Oh ya, semenjak istirahat panjang ini di rumah 'terpaksa' jadi pawang remote tipi.
Dan di tengah ramainya berita 40 hari-an uje, kebetulan ada acara di salah satu tipi swasta yang membahas soal TB. Wah pas banget inih.

Ternyata Indonesia adalah negara endemik tb peringkat 4 di dunia, cuma kalah dari china, india, dan nigeria. Iya lah, india dan china kan orangnya milyaran.
Jumlah orang yang meninggal karena tb di indonesia? 300 orang per hari.
Kasus baru tb? 5000 orang per hari.
Banyak yaaa...

Ternyata tbc adalah penyakit mematikan nomer 5 di dunia, setelah jantung, kanker, aids dan hepatitis.

Dan ternyata masih banyak orang yang menganggap kalau tb atau tbc itu penyakit orang dengan tingkat ekonomi rendah. Weh, padahal waktu berobat ke rsud dulu, pasien-pasien tb banyak juga yang keren-keren kok. Mungkin karena yang miskin banyak yang nggak berobat soalnya ya, heheh *miris*

Oh ya, soal pasien yang keren ini, sempet denger ibu-ibu sesama pasien ngobrol. Eh, ndak berniat nguping lhoo.. lhawong ibu2 itu ngobrolnya kenceng2 kok *beladiri*
Penampilannya cukup 'wah' deh, seperti ibu-ibu majelis ta'lim yang tampil di pengajian televisi.

Ternyata mereka juga pasien tb, bahkan salah satu diantaranya sudah sempat berobat sampai 4 bulan, tapi karena waktu itu sibuk mengurus arisan, minum obatnya jadi kelewat, terus berhenti deh karena merasa sudah terlanjur. Akhirnya pas berobat lagi, terpaksa minum obatnya direstart dari awal.
Masih beruntung banget sebetulnya, karena kumannya nggak sampai resistan sama obatnya.
Karena kalau iya, berarti kasusnya masuk ke TB-MDR, dan pengobatannya harus dilakukan di rs karena obat-obatannya akan menyertakan obat lini ke-2 yang harus diawasi efek sampingnya secara seksama.

Makanya buat penderita tb, perlu ada pendamping yang disebut PMO. Bukan project management officer, tapi pengawas minum obat, yaitu orang yang tugasnya ngingetin dan memastikan kalau pasien minum semua obatnya secara teratur.


Eh sebetulnya pengobatan tbc itu bisa murah lho, bahkan bisa gratis. Karena program pemberantasan tbc adalah program yang disubsidi pemerintah. Caranya, untuk yang di dki bisa pake kjs, atau bisa juga berobat ke puskesmas terdekat. Kalau mau tau lebih lanjut, ada nomer telponnya disini.
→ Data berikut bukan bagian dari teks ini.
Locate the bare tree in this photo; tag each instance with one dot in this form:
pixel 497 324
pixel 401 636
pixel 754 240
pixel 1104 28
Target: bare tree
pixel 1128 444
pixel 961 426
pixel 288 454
Btw, sekarang puskesmas di jakarta sudah keren-keren ya, penampakannya sudah seperti rumah sakit. Pasiennya  juga banyak kayak di rs, hehe..


Dan sebetulnya, siapa aja mungkin dan bisa tertular tbc, apalagi yang suka kelayapan di pasar, mall atau tempat-tempat yang banyak orang. Atau yang suka naik angkot. Soalnya penularan kuman tb kan gampang, apalagi kebiasaan orang-orang yang batuk suka nggak ditutup, dan meludah sembarangan. Mana tau salah satu diantara orang itu sakit tbc kan.
Bisa jadi sebetulnya tiap hari pun kita terpapar kuman tb, cuma nggak sampai sakit karena daya tahan tubuh masih bagus.
Begitu daya tahan tubuh kita menurun, entah karena kurang fit atau kurang gizi, nah langsung deh tuh, kuman yang tadinya kalah langsung mengalahkan kita.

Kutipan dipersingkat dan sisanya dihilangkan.